Mengenai persyaratan presiden, masih diperdebatkan apakah Capres harus
sarjana atau boleh hanya sampai Sekolah Lanjutan Tingkat Atas (SLTA) dan apakah
boleh Capres merupakan seorang terdakwa. Masalah ini diatasi dalam RUU Pilpres
pasal 6 huruf R dan T dimana tertulis bahwa Capres minimal berpendidikan SLTA dan
boleh berstatus terdakwa.
UU Pemilu
Ditempuhlah jalan tengah berupa gabungan kedua sistem tersebut. Para pemilih
boleh memilih salah satu dari nama - nama caleg dari partai tersebut, namun pemilih
juga bisa hanya memilih partai tanpa memilih nama caleg. Hal ini sah karena dalam
sistem proporsional para pemilih memilih parpol. Namun sistem proporsional dengan
daftar terbuka tetap lebih baik karena memberikan kewenangan yang lebih besar bagi
para pemilih untuk menentukan sendiri para caleg yang akan duduk di lembaga
perwakilan sehingga kedaulatan rakyat lebih nyata dalam sistem ini. Dalam sistem
prporsional dengan daftar tertutup, kewenangan para pemilih untuk menentukan lebih
kecil karena pemimpin partai lebih besar peranannya.

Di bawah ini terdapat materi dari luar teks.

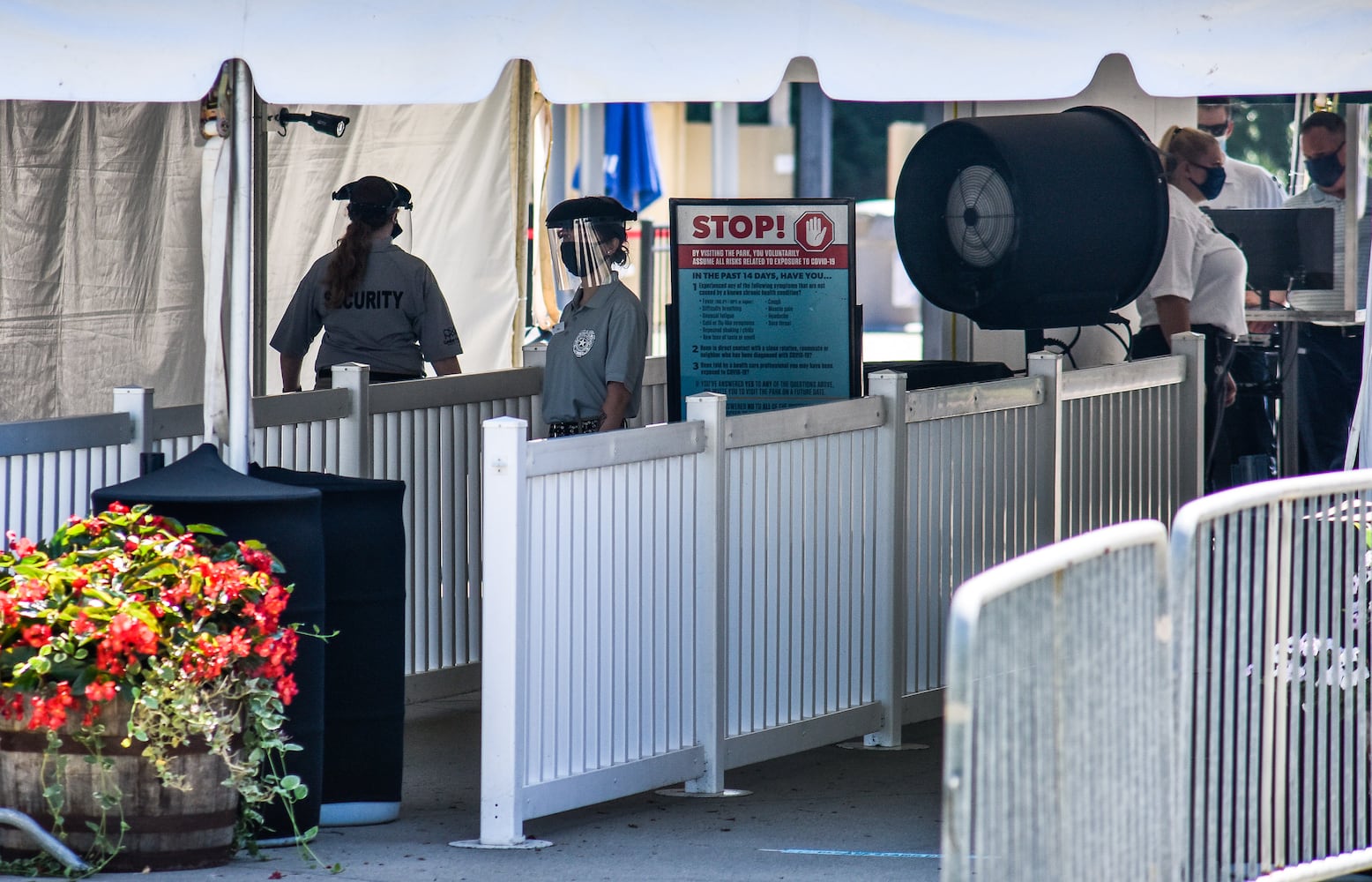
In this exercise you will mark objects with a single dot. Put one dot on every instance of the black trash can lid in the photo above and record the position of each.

Terdapat dua isu yang berkembang di seputar, pertama adalah MPR merupakan
suatu lembaga yang hanya ada jika DPR dan DPD bersidang. Kedua, MPR adalah suatu
lembaga yang pemimpimannya terpisah dari DPD dan DPR, Karena, dengan ketentuan
bahwa pemilihan presiden dan wakil presiden sudah tidak berlaku secara tidak
langsung, maka MPR tidak lagi ada hak untuk memilih presiden dan wakil presiden
secara langsung. Maka sebab itu, MPR kehilangan fungsi untuk menetapkan Garis
Garis Besar haluan Negara. Oleh karena itu, sejak penetapan amendemen UUD 1945,
maka MPR telah kehilangan dua fungsi, yaitu pemilihan presiden secara langsung, dan
menetapkan GHBN. Maka fungsi MPR yang tersisa maka hanya 3, yaitu:
1. MPR berfungsi untuk melantik Presiden dan wakil presiden dengan proses
seremonial.
2. MPR dapat memberhentikan presiden dan wakil rakyat jika masa jabatan nya
sudah selesai
3. Memiliki wewenang untuk mengubah dan menetapkan UUD.

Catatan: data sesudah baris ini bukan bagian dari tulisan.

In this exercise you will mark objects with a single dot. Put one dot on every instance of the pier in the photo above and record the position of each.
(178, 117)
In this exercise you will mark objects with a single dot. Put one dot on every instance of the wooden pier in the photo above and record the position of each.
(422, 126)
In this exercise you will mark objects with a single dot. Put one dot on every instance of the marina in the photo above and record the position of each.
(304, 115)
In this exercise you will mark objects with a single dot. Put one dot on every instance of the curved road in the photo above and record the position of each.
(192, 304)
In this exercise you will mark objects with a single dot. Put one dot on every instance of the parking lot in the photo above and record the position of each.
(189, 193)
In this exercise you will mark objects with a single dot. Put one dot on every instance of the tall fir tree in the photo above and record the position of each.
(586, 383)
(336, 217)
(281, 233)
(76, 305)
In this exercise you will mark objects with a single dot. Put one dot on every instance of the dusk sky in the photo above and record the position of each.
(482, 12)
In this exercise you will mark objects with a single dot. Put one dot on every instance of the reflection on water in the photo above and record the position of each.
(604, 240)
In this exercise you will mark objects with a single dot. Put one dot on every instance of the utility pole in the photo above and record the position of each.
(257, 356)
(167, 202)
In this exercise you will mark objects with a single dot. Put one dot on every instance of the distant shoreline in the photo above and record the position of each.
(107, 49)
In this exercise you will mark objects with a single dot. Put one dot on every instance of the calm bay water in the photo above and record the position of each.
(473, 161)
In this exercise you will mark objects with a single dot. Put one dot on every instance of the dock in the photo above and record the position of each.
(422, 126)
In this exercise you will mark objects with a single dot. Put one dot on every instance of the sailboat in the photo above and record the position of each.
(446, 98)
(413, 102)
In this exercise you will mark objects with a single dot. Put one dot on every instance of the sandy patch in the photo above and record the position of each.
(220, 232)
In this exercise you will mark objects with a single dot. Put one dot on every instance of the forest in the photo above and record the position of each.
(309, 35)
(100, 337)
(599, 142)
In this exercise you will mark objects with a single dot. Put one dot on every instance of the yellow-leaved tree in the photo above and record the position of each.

UUD 1945 juga menetapkan bahwa DPD bukanlah lembaga legislatif. Fungsi DPD
adalah sebagi mitra kerja DPR yang dapat mengajukan RUU tertentu kepada DPR dan
ikut membahas UU bersama DPR. Di samping itu juga DPD dapat melakukan
pengawasan terhadap pelaksanaan UU tersebut. Yang dapat dilakukan UU Susduk
adalah mewajibkan DPR untuk memperhatikan RUU yang disampaikan oleh DPD.
Pertama, Kecilnya peranan DPD disebabkan karena keraguan akan perlunya suara-
suara daerah yang disampaikan oleh DPD dalam pembuatan UU, dan terdapat
pandangan bahwa anggota DPR sebenarnya sudah mencerminkan kepentingan daerah
daerah yang ada di Indonesia. Kedua, Peran DPD sangat kecil karena ditakutkan bahwa
DPR dan DPD akan terjadi nya konflik dengan DPR dalam proses pembuatan UU.

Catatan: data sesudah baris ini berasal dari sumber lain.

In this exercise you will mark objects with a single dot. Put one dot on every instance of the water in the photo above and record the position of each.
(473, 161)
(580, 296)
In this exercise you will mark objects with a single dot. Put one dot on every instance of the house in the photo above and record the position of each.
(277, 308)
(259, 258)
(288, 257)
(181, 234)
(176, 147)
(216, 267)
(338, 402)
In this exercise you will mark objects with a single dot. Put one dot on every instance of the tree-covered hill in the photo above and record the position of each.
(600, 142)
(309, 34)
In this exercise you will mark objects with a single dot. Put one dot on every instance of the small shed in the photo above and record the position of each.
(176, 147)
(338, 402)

RUU susduk yang baru disahkan telah memutuskan berlaku nya PAW terhadap
anggota lembaga perwakilan yang dilakukan oleh badan kehormatan. Pada Masa Orde
baru, PAW digunakan oleh ketua partai untuk berfungsi untuk memecat anggota
anggota mereka di lembaga legislatif, karena bertentangan dan kebijakan penguasa
orde baru. Pada zaman sekarang, PAW digunakan untuk mendisiplinkan anggota yang
tidak sejalan dengan pandangan partai, dan juga mereka yang tidak melakukan fungsi
sebagai wakil rakyat.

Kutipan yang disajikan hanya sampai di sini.